Do you remember a few years ago, a trend hit publishing where classic novels were rewritten to capitalize on the popularity of the paranormal in fiction? It was a trend that brought us titles like Pride and Prejudice and Zombies (M) (subtitled “the classic Regency romance, now with ultraviolent zombie mayhem”) and Android Karenina (M), a version of Tolstoy’s “classic love story set in a dystopian world of robots, cyborgs, and interstellar space travel”. Or, more recently, The Meowmorphosis (M) in which “One morning, as Gregor Samsa was waking up from anxious dreams, he discovered that he had been changed into an adorable kitten”. (Actually I’m surprised that one wasn’t more popular!)
Dear reader, I present to you Jane Eyrotica (M) by Charlotte Bronte and Karena Rose, in which the young Jane Eyre discovers “upon accepting a governess position at Thornfield Hall, a world of passion, desire, and sex explodes before her naive eyes in the form of the brooding, dashing master of the house: Mr. Rochester,” and, coincidentally, Jane Eyre Laid Bare (M) by Charlotte Bronte and Eve Sinclair, which (unsurprisingly) has a similar plot description and promises “only one thing is certain. Jane Eyre may have arrived at Thornfield an unfulfilled and tentative woman, but she will leave a very different person…”

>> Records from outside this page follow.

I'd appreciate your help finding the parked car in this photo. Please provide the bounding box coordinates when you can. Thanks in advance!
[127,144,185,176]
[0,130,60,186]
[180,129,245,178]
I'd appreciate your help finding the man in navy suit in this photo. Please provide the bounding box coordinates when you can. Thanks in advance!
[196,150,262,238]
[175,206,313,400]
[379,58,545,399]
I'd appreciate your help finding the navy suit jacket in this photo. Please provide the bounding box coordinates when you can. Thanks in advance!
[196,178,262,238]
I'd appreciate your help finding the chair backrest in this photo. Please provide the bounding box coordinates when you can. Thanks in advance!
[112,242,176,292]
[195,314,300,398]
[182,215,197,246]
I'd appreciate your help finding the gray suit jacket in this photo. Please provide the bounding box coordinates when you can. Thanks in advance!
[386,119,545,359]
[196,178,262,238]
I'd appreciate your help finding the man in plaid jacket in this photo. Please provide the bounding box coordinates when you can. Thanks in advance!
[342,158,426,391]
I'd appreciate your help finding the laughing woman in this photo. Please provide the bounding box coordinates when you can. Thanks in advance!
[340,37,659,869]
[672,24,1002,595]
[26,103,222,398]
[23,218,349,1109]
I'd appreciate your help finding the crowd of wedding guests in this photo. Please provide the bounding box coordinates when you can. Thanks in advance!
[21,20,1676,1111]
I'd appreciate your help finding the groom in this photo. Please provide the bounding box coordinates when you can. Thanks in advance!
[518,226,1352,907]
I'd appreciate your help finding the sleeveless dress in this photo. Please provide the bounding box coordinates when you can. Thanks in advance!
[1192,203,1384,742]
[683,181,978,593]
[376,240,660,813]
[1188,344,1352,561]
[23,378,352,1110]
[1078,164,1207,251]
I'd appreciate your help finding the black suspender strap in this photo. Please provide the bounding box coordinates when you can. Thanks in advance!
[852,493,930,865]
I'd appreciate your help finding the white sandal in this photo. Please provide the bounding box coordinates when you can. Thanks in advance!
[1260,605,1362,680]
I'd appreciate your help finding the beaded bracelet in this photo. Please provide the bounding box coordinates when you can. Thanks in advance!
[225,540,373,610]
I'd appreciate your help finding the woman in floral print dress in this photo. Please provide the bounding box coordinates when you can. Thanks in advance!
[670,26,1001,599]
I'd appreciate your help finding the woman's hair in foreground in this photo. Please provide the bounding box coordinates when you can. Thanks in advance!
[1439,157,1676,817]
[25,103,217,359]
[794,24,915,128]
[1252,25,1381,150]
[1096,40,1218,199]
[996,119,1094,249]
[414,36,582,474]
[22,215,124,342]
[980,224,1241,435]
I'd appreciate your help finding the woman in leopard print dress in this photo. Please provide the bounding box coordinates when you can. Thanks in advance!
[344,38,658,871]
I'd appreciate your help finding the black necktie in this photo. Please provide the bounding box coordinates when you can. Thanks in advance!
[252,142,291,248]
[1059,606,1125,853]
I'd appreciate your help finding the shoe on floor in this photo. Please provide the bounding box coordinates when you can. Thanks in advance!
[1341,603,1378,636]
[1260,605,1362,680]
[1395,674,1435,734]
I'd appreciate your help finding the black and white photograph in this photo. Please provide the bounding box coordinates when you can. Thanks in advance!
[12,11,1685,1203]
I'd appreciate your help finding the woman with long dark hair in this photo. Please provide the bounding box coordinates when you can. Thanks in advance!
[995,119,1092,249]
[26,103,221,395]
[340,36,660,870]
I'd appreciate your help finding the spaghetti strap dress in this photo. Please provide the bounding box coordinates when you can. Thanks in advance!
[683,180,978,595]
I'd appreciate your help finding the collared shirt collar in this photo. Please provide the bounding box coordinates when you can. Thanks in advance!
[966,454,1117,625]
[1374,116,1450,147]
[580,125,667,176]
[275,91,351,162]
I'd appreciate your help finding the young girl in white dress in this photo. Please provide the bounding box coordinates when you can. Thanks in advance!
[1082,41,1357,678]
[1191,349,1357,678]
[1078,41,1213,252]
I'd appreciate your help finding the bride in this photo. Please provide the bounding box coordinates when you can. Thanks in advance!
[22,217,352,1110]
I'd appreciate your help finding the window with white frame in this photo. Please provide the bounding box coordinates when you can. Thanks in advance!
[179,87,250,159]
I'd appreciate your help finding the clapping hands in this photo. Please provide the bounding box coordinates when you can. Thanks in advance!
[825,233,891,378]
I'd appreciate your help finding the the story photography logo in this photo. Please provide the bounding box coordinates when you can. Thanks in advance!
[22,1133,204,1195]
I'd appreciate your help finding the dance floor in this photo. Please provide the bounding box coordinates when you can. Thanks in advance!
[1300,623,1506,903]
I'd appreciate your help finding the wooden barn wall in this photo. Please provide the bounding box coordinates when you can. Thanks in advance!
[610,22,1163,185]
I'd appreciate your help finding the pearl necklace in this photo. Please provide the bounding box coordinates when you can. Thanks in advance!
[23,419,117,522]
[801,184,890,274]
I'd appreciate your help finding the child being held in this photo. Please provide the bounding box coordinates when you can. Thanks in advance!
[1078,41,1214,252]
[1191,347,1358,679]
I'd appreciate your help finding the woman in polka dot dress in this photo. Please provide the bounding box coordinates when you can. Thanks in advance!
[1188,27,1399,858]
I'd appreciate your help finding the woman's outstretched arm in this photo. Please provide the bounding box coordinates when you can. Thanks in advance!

Although Jane Eyre may have seemed the perfect place to start with these mash-ups, it won’t be where it finishes: Fifty Shades of Mr Darcy (M) by William Codpiece Thwackery has just been released (although it calls itself a parody) and Fifty Shades of Dorian Gray (M) by Oscar Wilde and Nicole Audrey Spector is due in January. I suspect this is just the beginning. Reaction to the books seems to be a mixed: like the paranormal mash-ups there are many who are eager to see this latest incarnation of the old classics and there are those who are find this treatment of great novels an insult. You’ll have to decide which camp you fall into.